KubeCluster fails occasionally because it falls back to port forwarding #401

@erdnaavlis

Description

@erdnaavlis

What happened:

I've been creating KubeCluster with:

worker_spec = make_pod_spec(
    ...
)

scheduler_spec = make_pod_spec(
    ...
)

KubeCluster(
    pod_template=worker_spec,
    scheduler_pod_template=scheduler_spec,
    namespace=...,
    idle_timeout=600,
)

The code above is executed in a pod living in a kubernetes cluster. The pod uses a service account with the required permissions.
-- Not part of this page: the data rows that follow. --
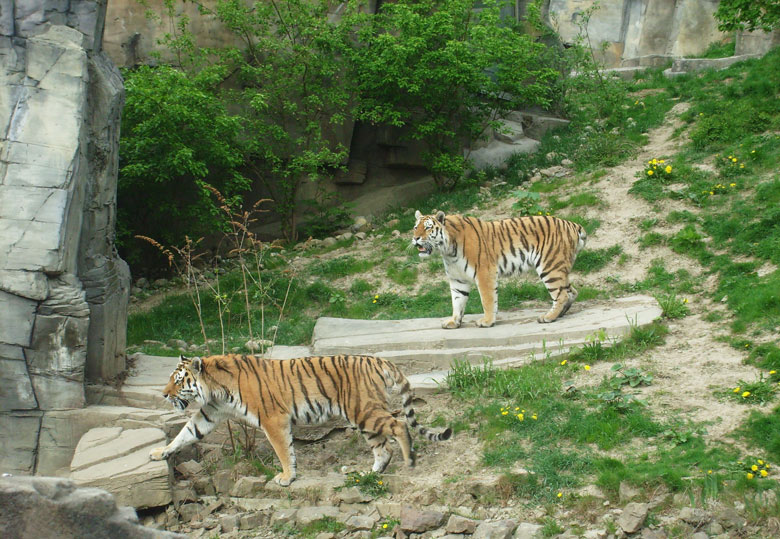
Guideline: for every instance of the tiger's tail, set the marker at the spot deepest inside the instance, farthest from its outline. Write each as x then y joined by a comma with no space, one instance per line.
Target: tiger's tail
401,384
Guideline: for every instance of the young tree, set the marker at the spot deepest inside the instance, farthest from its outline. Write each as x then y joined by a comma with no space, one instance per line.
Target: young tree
748,15
176,138
447,70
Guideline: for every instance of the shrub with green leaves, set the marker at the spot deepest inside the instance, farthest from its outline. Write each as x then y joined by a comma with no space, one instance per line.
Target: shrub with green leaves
436,69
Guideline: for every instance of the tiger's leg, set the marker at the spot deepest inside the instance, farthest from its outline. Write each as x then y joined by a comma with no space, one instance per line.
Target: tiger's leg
387,426
487,283
557,283
572,296
196,428
459,290
382,453
279,434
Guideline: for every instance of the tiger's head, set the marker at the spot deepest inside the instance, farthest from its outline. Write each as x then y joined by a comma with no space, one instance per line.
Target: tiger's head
184,384
429,233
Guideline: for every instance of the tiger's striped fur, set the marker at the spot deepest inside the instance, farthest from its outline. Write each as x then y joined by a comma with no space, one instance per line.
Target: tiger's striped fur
276,394
481,251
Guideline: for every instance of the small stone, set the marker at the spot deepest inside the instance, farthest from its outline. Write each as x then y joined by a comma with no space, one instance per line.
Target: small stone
283,516
626,492
229,522
251,521
459,524
307,515
189,468
223,481
501,529
360,522
413,520
247,487
352,495
188,511
360,224
527,530
255,345
694,516
633,517
203,486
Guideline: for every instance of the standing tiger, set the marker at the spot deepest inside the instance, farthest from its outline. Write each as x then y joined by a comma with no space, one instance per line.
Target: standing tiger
275,394
479,251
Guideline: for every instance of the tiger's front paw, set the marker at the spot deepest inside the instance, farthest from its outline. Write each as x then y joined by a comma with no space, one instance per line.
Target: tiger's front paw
450,324
485,323
158,453
283,480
Most of the times, this works without any isues. But occasionally it fails with the following stack (sensitive parts ommited):

Traceback (most recent call last):
  [...]
  [...]
  File [...] line 98, in _setup_dask_cluster
    self.cluster = KubeCluster(
  File "/usr/local/lib/python3.8/site-packages/dask_kubernetes/core.py", line 466, in __init__
    super().__init__(**self.kwargs)
  File "/usr/local/lib/python3.8/site-packages/distributed/deploy/spec.py", line 275, in __init__
    self.sync(self._start)
  File "/usr/local/lib/python3.8/site-packages/distributed/deploy/cluster.py", line 220, in sync
    return sync(self.loop, func, *args, **kwargs)
  File "/usr/local/lib/python3.8/site-packages/distributed/utils.py", line 327, in sync
    raise exc.with_traceback(tb)
  File "/usr/local/lib/python3.8/site-packages/distributed/utils.py", line 310, in f
    result[0] = yield future
  File "/usr/local/lib/python3.8/site-packages/tornado/gen.py", line 762, in run
    value = future.result()
  File "/usr/local/lib/python3.8/site-packages/dask_kubernetes/core.py", line 595, in _start
    await super()._start()
  File "/usr/local/lib/python3.8/site-packages/distributed/deploy/spec.py", line 304, in _start
    self.scheduler = await self.scheduler
  File "/usr/local/lib/python3.8/site-packages/distributed/deploy/spec.py", line 59, in _
    await self.start()
  File "/usr/local/lib/python3.8/site-packages/dask_kubernetes/core.py", line 200, in start
    self.external_address = await get_external_address_for_scheduler_service(
  File "/usr/local/lib/python3.8/site-packages/dask_kubernetes/utils.py", line 66, in get_external_address_for_scheduler_service
    port = await port_forward_service(
  File "/usr/local/lib/python3.8/site-packages/dask_kubernetes/utils.py", line 106, in port_forward_service
    raise ConnectionError("kubectl port forward failed")
ConnectionError: kubectl port forward failed

Here's what I was able to conclude so far:

  • tipically (when no failure occurs, which is most of the time) it resolves the service name, and continues without any problem.
  • I suspect occasionally the service resolution fails and it fallsback to trying to connect to the scheduler via port forwarding using kubectl which is not available (and is expected to not be available).
  • I'm not 100% sure of what is the cause for the occasional failure and I may be biased. But it seems to me it often happens when there is a higher resources demand in the cluster and it either: takes longer to start the scheduler pod; or raises insufficient node warning and scales to new nodes (which in turn takes longer to start the scheduler pod).

My guess

I'm guessing that if there was some retrial logic here with a timeout or similar. This would be solved.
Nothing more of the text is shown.